Cybersecurity Investments Are Often Insufficient
While the report highlights growing strategic awareness, uneven operational readiness remains a pressing issue. Most tribal entities conduct their technical operations with small IT teams, with over two-thirds reporting zero or just one dedicated cybersecurity staff member. Funding remains a persistent obstacle, as more than 60% of tribes allocate less than 20% of their IT budgets to security.
According to Tribal-ISAC, most investments focus on technology tools, while staffing, workforce training, and incident planning are often treated as an afterthought. Despite these challenges, momentum is shifting, as 73% of respondents expect to increase cybersecurity investment in 2026. However, federal and state resources continue to be underutilized, with 74% of tribes stating they did not receive any grant funding for 2025.
“The findings reflect a cybersecurity landscape at tribes and tribal enterprises that is advancing in strategic intent but still developing in operational execution.”
These fiscal challenges mean tribal organizations must rely on their already limited internal budgets for cybersecurity, diminishing the scope of their improvements. Tribes are also grappling with the rapid adoption of AI. Very few have developed clear policies on AI use, potentially leaving them vulnerable to mismanagement or exploitation and presenting another risk to data security.
Criminals Continue to Develop New Avenues of Attack
The cybersecurity threat environment has grown particularly hostile. Ransomware attacks remain a pressing issue, with nearly one-fourth of tribes reporting actionable threats over the previous year. Among those affected, 75% faced ransomware events, and 77% refused to pay. While the data revealed substantial resilience in the face of such attacks, low reporting levels could mean that some incidents may go undetected or unshared.
Business Email Compromise (BEC) attacks are another significant threat. Criminals increasingly often attempt to bypass conventional security controls by using cryptocurrency laundering, AI-generated deepfakes, and even nation-state tactics. According to estimates, since 2013, BEC scams have cost global organizations over $55 billion, revealing the scope of the threat.
“A proactive, culturally aligned cybersecurity strategy is no longer optional.
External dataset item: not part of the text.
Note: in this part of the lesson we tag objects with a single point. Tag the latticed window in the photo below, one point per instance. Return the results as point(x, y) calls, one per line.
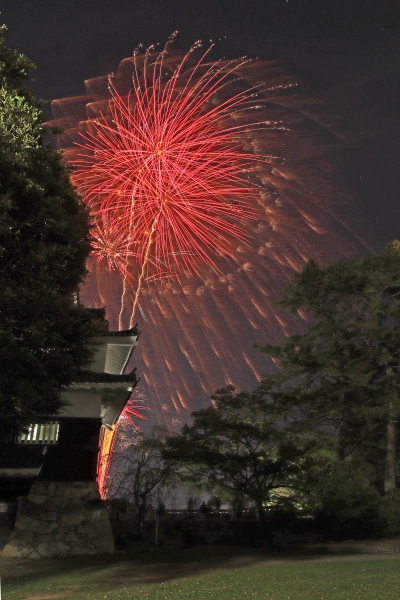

It is foundational to tribal governance, economic development, and intergovernmental collaboration.”
The report urges tribes to address cybersecurity gaps through a “Resilient by Design” approach that integrates technology, workforce development, and cultural alignment. Tribal-ISAC recommended federal resources such as CISA’s resilience toolkit and the Tribal Cybersecurity Grant Program that can support tribes in developing their capabilities. However, awareness and uptake remain inconsistent, requiring consistent investment and executive engagement.